The First WHO report on e-waste and child health, published yesterday, said exposure of pregnant women to e-waste could lead to stillbirth, premature births, low birth weight, behavioural problems, and reduced cognitive scores.
The WHO Director-General, Tedros Adhanom Ghebreyesus, said the world faces a mounting problem of e-waste, which is putting many lives and health at risk. “With mounting volumes of production and disposal, the world faces what one recent international forum described as a mounting ‘tsunami of e-waste’, putting lives and health at risk.
“In the same way the world has rallied to protect the seas and their ecosystems from plastic and microplastic pollution, we need to rally to protect our most valuable resource – the health of our children – from the growing threat of e-waste.” According to the WHO ground-breaking report titled: Children and Digital Dumpsites, effective and binding action is urgently required to protect the millions of children, adolescents and expectant mothers worldwide whose health is jeopardised by the informal processing of discarded electrical or electronic devices.

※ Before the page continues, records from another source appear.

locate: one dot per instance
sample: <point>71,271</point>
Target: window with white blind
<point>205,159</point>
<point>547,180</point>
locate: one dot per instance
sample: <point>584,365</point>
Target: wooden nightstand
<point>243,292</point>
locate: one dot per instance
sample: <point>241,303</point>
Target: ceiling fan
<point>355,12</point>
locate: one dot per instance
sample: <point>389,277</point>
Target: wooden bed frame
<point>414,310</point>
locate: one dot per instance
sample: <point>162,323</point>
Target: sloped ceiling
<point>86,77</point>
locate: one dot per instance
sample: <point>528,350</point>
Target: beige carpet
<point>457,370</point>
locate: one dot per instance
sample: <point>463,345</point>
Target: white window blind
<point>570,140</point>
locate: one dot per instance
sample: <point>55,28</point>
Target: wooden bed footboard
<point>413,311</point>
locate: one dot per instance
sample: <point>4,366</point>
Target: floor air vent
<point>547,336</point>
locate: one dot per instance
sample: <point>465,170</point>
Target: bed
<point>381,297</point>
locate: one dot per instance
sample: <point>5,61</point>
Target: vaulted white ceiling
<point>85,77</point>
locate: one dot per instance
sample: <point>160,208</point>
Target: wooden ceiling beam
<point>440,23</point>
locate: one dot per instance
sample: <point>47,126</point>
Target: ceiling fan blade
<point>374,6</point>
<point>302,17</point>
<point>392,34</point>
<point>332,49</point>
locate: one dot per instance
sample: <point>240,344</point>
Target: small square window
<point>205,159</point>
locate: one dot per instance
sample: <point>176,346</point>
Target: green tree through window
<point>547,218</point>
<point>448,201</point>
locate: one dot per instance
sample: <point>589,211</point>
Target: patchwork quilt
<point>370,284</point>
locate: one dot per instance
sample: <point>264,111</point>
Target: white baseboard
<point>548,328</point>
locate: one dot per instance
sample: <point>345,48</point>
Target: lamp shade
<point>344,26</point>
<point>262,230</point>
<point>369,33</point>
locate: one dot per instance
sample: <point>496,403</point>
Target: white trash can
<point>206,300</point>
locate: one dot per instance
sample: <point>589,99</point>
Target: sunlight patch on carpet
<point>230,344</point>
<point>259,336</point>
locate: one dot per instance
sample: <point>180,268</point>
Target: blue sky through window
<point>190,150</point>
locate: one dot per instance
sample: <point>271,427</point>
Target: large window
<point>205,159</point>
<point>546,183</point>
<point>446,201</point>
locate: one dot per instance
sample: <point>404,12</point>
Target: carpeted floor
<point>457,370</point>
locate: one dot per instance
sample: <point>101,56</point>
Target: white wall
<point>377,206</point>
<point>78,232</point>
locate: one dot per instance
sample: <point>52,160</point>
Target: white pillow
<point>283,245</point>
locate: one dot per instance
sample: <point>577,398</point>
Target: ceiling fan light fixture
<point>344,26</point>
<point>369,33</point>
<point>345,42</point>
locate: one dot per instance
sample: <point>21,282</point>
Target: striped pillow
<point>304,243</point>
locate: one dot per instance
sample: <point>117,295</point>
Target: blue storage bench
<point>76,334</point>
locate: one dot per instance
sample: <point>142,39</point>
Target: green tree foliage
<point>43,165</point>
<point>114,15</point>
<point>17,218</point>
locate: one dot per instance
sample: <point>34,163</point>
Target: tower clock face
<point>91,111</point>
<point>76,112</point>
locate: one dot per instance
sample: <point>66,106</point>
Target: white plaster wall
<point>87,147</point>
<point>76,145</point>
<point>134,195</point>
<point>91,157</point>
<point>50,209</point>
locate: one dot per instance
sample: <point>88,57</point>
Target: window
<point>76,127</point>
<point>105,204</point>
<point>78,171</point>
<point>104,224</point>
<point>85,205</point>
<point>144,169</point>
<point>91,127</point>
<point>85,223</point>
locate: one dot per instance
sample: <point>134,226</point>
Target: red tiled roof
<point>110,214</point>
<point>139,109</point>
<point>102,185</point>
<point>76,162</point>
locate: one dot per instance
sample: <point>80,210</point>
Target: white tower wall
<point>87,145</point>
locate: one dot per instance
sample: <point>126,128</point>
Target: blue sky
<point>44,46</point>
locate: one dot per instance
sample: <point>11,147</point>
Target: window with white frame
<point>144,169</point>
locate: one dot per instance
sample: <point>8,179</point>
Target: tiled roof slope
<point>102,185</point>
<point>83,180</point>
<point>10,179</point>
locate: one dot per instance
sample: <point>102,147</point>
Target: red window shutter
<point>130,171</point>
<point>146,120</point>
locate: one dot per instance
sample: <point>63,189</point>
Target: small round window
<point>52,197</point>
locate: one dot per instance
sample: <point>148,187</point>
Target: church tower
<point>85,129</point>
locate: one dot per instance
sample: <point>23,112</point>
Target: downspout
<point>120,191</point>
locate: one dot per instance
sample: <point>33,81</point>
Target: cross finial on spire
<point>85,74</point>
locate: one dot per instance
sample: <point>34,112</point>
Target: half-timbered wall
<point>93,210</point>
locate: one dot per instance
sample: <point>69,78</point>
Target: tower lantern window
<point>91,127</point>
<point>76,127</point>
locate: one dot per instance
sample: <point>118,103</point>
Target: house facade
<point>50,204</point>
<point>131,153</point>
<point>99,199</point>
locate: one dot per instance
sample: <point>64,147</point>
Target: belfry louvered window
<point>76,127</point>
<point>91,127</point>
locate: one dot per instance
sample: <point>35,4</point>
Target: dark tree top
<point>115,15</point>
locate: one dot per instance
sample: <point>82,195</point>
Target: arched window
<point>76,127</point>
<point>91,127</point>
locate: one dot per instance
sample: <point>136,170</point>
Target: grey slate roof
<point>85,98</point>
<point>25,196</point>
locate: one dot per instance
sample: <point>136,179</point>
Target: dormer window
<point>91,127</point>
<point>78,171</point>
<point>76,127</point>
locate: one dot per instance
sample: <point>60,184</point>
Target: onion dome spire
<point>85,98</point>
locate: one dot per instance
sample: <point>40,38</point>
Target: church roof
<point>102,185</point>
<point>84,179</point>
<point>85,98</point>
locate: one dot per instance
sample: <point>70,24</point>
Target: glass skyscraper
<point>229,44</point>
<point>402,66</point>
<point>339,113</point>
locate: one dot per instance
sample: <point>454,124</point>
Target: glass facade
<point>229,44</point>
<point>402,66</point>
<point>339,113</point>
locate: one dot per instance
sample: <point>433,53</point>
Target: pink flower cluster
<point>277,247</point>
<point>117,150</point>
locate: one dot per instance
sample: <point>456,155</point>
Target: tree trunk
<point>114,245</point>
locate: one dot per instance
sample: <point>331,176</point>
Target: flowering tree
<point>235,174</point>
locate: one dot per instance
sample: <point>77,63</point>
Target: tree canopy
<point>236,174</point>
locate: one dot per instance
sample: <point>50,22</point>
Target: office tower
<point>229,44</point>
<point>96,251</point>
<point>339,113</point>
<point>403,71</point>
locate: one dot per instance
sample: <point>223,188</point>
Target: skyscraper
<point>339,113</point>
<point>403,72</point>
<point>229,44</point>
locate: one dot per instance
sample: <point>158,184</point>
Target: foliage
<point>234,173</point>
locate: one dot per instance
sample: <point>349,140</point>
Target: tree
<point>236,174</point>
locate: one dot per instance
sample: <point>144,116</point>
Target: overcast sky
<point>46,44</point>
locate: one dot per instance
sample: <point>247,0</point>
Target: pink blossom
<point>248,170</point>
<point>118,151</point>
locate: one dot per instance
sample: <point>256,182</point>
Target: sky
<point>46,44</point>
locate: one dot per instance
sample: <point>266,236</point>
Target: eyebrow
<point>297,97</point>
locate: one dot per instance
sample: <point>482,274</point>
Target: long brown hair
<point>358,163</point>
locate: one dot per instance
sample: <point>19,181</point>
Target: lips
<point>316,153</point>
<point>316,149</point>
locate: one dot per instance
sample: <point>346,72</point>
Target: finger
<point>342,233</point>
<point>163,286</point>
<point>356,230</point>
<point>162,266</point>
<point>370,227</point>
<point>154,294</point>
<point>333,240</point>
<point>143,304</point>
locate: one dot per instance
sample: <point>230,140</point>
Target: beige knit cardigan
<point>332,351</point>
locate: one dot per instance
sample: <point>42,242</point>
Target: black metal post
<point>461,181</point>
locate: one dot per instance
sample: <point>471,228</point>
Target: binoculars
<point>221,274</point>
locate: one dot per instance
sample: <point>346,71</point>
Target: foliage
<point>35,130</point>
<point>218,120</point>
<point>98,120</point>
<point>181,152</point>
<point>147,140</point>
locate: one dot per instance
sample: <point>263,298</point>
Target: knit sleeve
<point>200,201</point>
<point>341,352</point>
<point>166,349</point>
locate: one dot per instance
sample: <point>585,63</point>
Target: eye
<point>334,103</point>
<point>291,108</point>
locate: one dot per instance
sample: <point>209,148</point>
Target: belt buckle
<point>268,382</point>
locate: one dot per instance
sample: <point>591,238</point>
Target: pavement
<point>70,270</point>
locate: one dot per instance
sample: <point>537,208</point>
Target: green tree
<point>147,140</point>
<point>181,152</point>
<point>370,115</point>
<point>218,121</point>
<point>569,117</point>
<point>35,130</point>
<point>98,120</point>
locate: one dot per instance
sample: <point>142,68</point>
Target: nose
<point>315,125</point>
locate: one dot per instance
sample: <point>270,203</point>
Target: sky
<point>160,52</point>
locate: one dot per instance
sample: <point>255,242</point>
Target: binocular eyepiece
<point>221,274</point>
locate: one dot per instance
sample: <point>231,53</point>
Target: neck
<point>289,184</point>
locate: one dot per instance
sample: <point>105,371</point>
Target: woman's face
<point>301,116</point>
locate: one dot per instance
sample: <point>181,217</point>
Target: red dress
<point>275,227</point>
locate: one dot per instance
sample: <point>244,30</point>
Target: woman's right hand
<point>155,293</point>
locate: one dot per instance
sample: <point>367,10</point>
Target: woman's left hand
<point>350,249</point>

The report further highlighted how little e-waste – castoff phones, computers and other electronics – originates in African nations, as the enormous amounts of e-waste generated by China, the United States, India and other western countries is landing in hazardous dumpsites that impact the health and environment of African children.
The Central African Republic generated just 2.5 kilotonnes of e-waste in 2019, while China was responsible for 10,129. People in Malawi created 10 kilotonnes in 2019, while Japan created 2,569. Egypt, among the African nations with the highest e-waste impact, generated 586 kilotonnes, while the U.S. created nearly 12 times that much.
The Guardian gathered that Nigeria generated 461.3 kilotonnes (KT) in 2019 to rank the highest in West Africa and second after Egypt on the continent. The 461.3kilotonnes amounts to $166,060,000 (N64.2 Billion). Meanwhile, Ghana, Nigeria and Cameroun are top destinations for e-waste shipped to dumps that attract thousands of informal workers, including many children who scavenge for valuable materials.
MEANWHILE, the Standards Organisation of Nigeria (SON) and National Environmental Standards and Regulations Enforcement Agency (NESREA) have agreed to strengthen collaboration towards more effective regulation of electronic waste management in Nigeria.